The full CV‑DD pipeline consists of: (i) real‑image initialization, (ii) iterative synthetic image updates guided by prior‑performance voting, (iii) generation of batch‑specific soft labels, and (iv) final training of a student model on the distilled set using a smoothed learning‑rate schedule.

Extensive experiments are conducted on CIFAR‑100, Tiny‑ImageNet, and ImageNet‑1K under multiple Images‑Per‑Class (IPC) settings (1, 10, 50). Compared with the previous state‑of‑the‑art non‑training‑based method RDED (Sun et al., 2024), CV‑DD achieves consistent gains across all IPCs and architectures. For example, on ResNet‑18 with IPC = 1 on ImageNet‑1K, CV‑DD reaches 59.5 % top‑1 accuracy versus 49.5 % for RDED, a 10 % absolute improvement. Cross‑architecture generalization tests show that models trained on CV‑DD distilled data outperform those trained on single‑model distilled data by 3–4 % when evaluated with unseen backbones such as MobileNetV2 or DenseNet121. Moreover, CV‑DD integrates seamlessly with non‑training‑based frameworks (e.g., RDED) and remains effective in synthetic‑to‑real transfer scenarios.

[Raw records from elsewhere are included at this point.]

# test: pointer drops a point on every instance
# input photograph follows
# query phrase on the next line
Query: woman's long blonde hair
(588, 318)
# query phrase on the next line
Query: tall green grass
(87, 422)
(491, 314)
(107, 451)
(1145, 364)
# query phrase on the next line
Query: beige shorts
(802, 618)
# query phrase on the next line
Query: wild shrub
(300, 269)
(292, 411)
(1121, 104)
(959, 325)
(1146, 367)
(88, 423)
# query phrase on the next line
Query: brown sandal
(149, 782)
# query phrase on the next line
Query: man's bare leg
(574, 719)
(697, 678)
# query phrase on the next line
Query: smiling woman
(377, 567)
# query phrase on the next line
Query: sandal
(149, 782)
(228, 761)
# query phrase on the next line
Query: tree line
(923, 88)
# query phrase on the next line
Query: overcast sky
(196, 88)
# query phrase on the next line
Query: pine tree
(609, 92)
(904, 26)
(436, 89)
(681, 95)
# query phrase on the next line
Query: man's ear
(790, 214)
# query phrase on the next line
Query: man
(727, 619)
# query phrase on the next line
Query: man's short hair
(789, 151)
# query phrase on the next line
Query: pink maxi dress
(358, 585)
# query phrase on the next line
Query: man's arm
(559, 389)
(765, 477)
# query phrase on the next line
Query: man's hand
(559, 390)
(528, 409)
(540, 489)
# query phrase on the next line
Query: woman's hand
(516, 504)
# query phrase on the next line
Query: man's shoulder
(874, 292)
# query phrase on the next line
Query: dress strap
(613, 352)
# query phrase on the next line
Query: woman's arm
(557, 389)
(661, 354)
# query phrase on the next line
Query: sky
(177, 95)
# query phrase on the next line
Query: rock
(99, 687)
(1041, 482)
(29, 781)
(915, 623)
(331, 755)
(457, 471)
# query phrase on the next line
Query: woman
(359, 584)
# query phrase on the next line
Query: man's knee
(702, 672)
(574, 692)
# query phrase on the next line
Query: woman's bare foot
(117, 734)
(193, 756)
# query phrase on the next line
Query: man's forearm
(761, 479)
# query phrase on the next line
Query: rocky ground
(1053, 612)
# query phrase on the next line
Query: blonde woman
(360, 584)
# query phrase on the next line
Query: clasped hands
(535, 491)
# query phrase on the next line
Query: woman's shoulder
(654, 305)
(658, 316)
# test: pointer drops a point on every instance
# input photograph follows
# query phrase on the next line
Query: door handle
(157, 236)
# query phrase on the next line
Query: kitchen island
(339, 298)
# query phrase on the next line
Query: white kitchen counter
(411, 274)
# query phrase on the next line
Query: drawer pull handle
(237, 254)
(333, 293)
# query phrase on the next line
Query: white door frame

The paper also discusses limitations: voting loss computation scales linearly with committee size, and obtaining prior performance scores requires an extra distill‑and‑evaluate step. The authors mitigate the former by sampling a small subset (N = 2) of committee members per iteration, and the latter by a simple 80/20 split and a single evaluation pass.

In summary, CV‑DD advances dataset distillation by (1) exploiting multi‑model ensemble voting with performance‑aware weighting, (2) addressing distribution shift between synthetic and real data through batch‑specific soft labeling, and (3) building on an enhanced baseline to achieve state‑of‑the‑art results. The approach opens avenues for automated committee construction, meta‑learning of voting weights, and extension to domains beyond vision such as NLP or speech.